Figure 3. (A-C), The single femur biomarker models, with the bone shape, cartilage thickness, T2 average, shown in order, consisted of replicated 3-channel images used as inputs into a CNN. (D), The early fusion model merged each of the single biomarker spherical maps into an 3-channel image used as input into a CNN. (E), Majority voting selected the majority predictions from the single biomarker models, (shown as red, green and blue circles) for the OA diagnosis. (F), Logits averaging averaged the softmax values from the single biomarker models for the OA diagnosis.

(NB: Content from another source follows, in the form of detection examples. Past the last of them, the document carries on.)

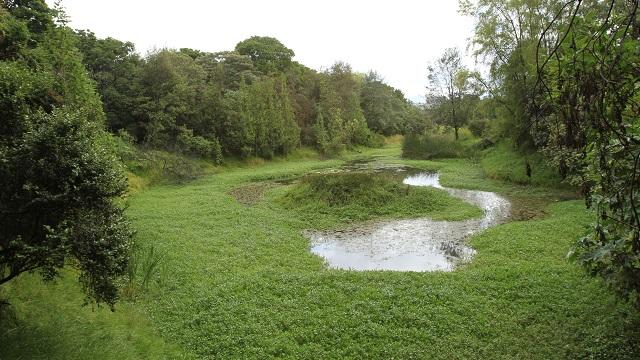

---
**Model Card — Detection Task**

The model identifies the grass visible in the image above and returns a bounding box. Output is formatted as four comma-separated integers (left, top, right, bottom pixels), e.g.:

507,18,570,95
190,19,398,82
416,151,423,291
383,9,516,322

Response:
402,128,478,160
481,142,567,188
274,172,482,227
0,142,640,359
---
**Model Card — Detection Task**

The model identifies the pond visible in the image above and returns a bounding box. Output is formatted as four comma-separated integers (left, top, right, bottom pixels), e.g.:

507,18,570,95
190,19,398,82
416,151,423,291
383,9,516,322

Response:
306,172,511,271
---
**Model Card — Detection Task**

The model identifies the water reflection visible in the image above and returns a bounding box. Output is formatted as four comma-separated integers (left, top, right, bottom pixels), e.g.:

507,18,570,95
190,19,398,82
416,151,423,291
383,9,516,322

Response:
307,172,510,271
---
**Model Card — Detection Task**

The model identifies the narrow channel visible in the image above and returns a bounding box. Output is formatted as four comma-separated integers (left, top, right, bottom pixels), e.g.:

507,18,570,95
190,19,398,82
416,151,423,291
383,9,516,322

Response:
307,172,511,271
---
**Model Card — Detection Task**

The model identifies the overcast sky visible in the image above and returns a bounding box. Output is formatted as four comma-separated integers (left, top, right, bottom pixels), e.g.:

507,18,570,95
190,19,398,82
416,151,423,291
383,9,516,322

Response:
47,0,473,101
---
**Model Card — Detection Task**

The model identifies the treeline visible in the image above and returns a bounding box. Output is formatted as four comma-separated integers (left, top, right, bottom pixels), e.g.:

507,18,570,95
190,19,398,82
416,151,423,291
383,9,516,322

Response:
452,0,640,306
75,31,425,162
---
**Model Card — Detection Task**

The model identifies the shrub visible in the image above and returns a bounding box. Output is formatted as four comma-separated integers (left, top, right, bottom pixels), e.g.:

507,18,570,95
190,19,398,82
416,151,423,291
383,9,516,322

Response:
402,134,469,160
467,119,488,137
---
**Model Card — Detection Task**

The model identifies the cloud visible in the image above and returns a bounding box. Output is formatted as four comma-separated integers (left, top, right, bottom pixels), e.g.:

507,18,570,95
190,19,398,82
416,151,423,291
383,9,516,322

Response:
47,0,473,100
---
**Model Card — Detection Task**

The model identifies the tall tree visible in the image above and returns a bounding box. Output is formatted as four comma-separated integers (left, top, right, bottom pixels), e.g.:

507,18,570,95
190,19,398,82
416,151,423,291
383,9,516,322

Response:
235,36,295,74
427,48,471,140
0,0,132,305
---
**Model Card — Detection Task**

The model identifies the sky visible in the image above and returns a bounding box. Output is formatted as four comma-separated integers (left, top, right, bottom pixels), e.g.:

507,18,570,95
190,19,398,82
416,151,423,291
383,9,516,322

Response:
47,0,473,102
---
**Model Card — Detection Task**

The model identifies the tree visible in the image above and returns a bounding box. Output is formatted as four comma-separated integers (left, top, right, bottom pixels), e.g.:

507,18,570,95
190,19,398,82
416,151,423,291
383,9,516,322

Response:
235,36,295,74
0,0,132,306
427,48,472,140
76,30,142,133
360,71,414,135
534,0,640,308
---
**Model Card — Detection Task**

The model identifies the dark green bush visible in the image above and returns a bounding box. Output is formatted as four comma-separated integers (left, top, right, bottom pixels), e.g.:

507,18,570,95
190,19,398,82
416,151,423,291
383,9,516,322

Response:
402,134,469,160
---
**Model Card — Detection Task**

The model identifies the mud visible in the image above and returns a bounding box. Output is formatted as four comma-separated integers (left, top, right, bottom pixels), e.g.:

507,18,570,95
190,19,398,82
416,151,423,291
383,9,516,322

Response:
306,171,511,271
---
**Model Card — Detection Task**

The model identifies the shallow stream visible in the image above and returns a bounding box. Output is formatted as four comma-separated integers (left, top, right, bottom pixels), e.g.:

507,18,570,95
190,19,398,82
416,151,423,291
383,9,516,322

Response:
306,172,511,271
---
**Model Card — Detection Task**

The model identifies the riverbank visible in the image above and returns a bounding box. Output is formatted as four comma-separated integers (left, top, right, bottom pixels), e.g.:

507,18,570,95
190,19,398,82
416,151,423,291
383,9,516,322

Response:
0,142,640,359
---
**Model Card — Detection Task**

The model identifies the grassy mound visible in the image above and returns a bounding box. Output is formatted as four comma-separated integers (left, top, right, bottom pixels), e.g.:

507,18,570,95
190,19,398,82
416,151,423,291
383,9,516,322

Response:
402,133,479,160
481,142,567,188
281,172,482,221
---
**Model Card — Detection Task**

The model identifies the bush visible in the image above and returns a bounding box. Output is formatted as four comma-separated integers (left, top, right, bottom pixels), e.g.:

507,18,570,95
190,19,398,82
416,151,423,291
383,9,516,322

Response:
367,132,385,148
176,127,222,164
481,142,562,187
402,134,469,160
281,172,481,221
467,119,488,137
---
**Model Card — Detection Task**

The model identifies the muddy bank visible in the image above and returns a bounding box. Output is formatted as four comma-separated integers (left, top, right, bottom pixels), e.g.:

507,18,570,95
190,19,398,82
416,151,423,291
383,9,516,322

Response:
306,169,511,271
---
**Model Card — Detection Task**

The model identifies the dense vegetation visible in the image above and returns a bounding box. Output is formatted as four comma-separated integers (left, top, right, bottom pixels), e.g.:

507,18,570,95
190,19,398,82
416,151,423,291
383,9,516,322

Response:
76,31,424,162
404,0,640,306
0,1,132,305
280,171,481,221
0,0,640,359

Figure 4. The mean bone and cartilage dice from three different patients in the respective segmentation test sets with one representative slice shown. The pixels in agreement between the trained segmentation models inference and the ground truths are labeled as green, representing the true positive cases. The pixels incorrectly classified as bone or cartilage by the trained segmentation models are labeled as cyan, representing the false positive cases. The pixels missed by the trained segmentation models are labeled as magenta, representing the false negative cases.

Figure 5. Overview of the validation ROC curve comparisons for the different single biomarker and biomarker fusion models. (A), Single biomarker models. (B), Biomarker fusion models.